L’idée de départ, c’est « une date, une histoire ». Chacune de nos fragrances propose une date pour un voyage initiatique à travers les époques fondatrices du mythe des Bains Guerbois, qui dure depuis 135 ans. Nous avons envoyé un court texte, souvent inspiré du monde de l’Art, aux parfumeurs qui ont travaillé sur nos parfums. Ils avaient ensuite carte blanche pour la création.
C’est ainsi que Dorothée Piot a imaginé 1885 Bains Sulfureux, une fragrance poudrée, douce, musquée avec des accents aromatiques, pour évoquer le temple parisien du bien-être et de la beauté. Puis nous avons lancé 1978 Les Bains Douches, créé par Bertrand Duchaufour (Technicoflor), dont le pitch était : « alcool, sueur et cigarette », comme les boîtes de nuit à l’époque. Nous avons de nouveau travaillé avec Michel Almairac pour 2015 Le Phénix, un tourbillon de gingembre, de papyrus et d’encens qui marque la renaissance des Bains. Ce parfum a d’ailleurs remporté un Fifi Award en 2018, une grande fierté !
En quoi êtes-vous différent des autres parfums dits « de Niche » ?
Nous invitons le consommateur à un voyage dans le temps avec une narration précise et singulière. L’unité de lieu et les histoires racontées permettent de toucher l’imaginaire de chacun et nous avons réussi à le transformer en des parfums universels.
Par exemple, 1900 L’heure de Proust, créé par Jérôme Epinette (Robertet) dont les odeurs de fleurs, de fruits et de thé en font notre best-seller en Asie aujourd’hui.

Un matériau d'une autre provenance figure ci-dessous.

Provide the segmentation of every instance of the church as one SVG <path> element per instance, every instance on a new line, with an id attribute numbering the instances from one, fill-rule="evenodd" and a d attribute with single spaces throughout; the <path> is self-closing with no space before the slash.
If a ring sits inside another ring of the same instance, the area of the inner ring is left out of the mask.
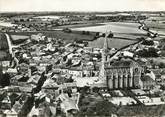
<path id="1" fill-rule="evenodd" d="M 112 60 L 108 56 L 108 40 L 104 38 L 100 79 L 109 89 L 141 88 L 141 75 L 144 68 L 131 58 Z"/>

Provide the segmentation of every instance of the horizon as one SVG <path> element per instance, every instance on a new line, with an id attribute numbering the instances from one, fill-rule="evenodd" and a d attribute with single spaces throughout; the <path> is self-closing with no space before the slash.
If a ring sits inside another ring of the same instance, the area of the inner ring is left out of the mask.
<path id="1" fill-rule="evenodd" d="M 0 0 L 1 12 L 165 11 L 164 0 Z"/>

Pouvez-vous nous expliquer le concept de la « Chambre des senteurs » ?
Nous l’avons inaugurée il y a quelques mois. Décorée par Tristan Auer et prolongée par une terrasse végétalisée qui surplombe les patios, La Chambre des Senteurs est un petit salon dédié aux sens, plus particulièrement aux senteurs. C’est une invitation à une immersion historique qui permet au visiteur de repartir avec un kit découverte des huit parfums de la marque. Une vraie transmission de l’héritage des Bains Guerbois avec une expérience olfactive sur-mesure.
Quel type de collaboration menez-vous avec les parfumeurs ? Ou d’autres créateurs ?
Nous avons initié le projet de parfum d’ambiance et de bougie avec Dorothée Piot car j’apprécie beaucoup son travail. Notre collaboration s’est renouvelée à deux reprises, avec 1885 Bains Sulfureux et 2013 Résidence d’artistes.
J’ai également souhaité inclure dans nos projets d’autres parfumeurs de différentes maisons de composition telles qu’IFF, Mane, TechnicoFlor… Avec chaque nez, la relation était inspirante et nous partagions un très bon feeling, c’est pour cela que la plupart d’entre eux ont créé plus d’un parfum pour notre marque.
Nous aimons aussi beaucoup travailler avec les designers. Par exemple Pierre Hardy, qui a dessiné pour les esthètes nomades une trousse de toilette, que les clients de l’hôtel retrouvent dans leur chambre avec quelques produits en format voyage. Nous leur proposons ainsi de profiter un maximum de notre hôtel autant que des odeurs qui l’accompagnent.
Jean-Pierre Marois, quels sont les futurs projets des Bains Guerbois ?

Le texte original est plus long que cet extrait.